Hastalar uykunun yüzeysel dönemlerinde 3-5 saniye süre ile dişlerini gıcırdatır. Bu durum gece boyunca sıklığı ve şiddeti değişerek devam eder.
Hastalar durumun pek farkında değildir. Genellikle eşler şikayetçidir.
Diş gıcırdatma bazen de diş hekimine başvurulduğunda dişlerdeki zedelenmelerden farkedilir.
Eğer diş gıcırdatma ileri boyutlarda değilse, çevreyi rahatsız etmiyorsa ve dişlerde bozulmaya neden olmuyorsa tedavi edilmesi gerekmez.
Ancak aksi hallerde, diş hekimleri tarafından ağız içine konan ve dişleri korumaya yarayan protezler kullanılabilir.
Diş gıcırdatmanın stresten kaynaklandığı düşünülüyorsa, hastaları psikoterapi veya ilaçla rahatlatmak başarılı sonuçlar vermektedir.
ğız kokusu, bir hastalıktan ziyade kişinin sosyal hayatını etkileyen kişiyi ve çevresini rahatsız eden bir durumdur. Ağızdaki kötü koku, hem kendimizi, hem etrafımızı rahatsız ettiği gibi, ihmal edilmemesi de gerekir.
Öncelikle, ağızdaki kötü kokunun kaynağını bilmekte fayda vardır. Çünkü; ağız kokusu, bir hastalık değil, ama, bir hastalığın habercisi olabilir. Ağız kokusunun çeşitli sebepleri vardır:
- Diş ve ağız kaynaklı rahatsızlıklar ve artıklar,
- Bademcik iltihabı, burun ve sinüz hastalıkları,
- Sindirim sistemi bozuklukları,
- Şeker hastalığı, karaciğer yetmezliği, böbrek yetmezliği,
- Metabolizma bozuklukları,
- Açlık, diyet, ağız kuruması, oruçlu olma,
- Yenilen bazı yiyecekler, (soğan, sarımsak gibi) ile sigara ve alkol de ağızda kötü koku oluşturur.

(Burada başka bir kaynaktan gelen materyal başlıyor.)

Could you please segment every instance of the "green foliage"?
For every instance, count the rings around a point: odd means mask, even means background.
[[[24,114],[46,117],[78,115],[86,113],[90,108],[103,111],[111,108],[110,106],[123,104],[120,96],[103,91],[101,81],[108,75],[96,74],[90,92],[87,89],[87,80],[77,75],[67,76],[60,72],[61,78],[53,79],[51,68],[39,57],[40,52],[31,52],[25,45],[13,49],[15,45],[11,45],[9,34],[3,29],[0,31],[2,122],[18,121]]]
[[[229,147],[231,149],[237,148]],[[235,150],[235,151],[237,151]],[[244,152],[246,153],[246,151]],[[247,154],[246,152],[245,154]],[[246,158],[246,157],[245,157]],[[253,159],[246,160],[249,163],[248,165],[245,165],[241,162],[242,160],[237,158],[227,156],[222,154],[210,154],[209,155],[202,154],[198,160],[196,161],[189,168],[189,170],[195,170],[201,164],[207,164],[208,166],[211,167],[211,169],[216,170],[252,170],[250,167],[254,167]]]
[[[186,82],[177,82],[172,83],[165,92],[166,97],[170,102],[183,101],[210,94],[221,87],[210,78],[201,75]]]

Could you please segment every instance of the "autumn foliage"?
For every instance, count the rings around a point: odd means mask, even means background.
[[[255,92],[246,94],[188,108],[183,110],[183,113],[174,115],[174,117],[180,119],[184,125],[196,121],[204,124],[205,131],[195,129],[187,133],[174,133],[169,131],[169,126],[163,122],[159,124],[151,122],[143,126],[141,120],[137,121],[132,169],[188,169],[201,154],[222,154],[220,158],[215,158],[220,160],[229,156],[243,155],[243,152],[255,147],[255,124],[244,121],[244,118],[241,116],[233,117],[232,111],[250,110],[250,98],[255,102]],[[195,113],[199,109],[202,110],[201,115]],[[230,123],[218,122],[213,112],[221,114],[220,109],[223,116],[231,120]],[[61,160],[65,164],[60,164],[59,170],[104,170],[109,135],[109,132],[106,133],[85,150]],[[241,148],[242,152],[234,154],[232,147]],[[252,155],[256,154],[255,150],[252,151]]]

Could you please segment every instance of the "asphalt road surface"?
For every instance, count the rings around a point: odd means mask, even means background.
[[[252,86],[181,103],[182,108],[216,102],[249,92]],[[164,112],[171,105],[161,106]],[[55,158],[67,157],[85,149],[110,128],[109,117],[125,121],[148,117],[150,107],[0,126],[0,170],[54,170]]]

- Ağız Kokusunu Önlemek İçin:
- Eğer ağzınızda herhangi bir enfeksiyon, vücudunuzda nefesinizin kokmasına yol açacak herhangi bir sağlık sorunu yok ise ;
- Ağız ve diş düzenli fırçalanır, gargara yapılır.
- Diş fırçalama işleminin yanında dil temizliğinize de özen gösterin.
- Diş ipi kullanmaya özen gösterin.
- Sarımsak, soğan ve baharattan kaçının ya da pişirerek yemeyi tercih edin.
- Çoğunlukla kötü sindirildikleri için süt ürünleri de bu probleme neden olabilir.
- Çok fazla çay ve kahve tüketmeyin.
- Alkolü ve sigarayı bırakın.
- Tükürük salgısını hareketlendirin. Bakteri oluşumunu önlemek için ağzın oksijenlenmesine yardımcı olun. Şekersiz sakız çiğnemek bunun en kolay yolu.
- Ağız kuruluğunu önlemek için gün boyu su için.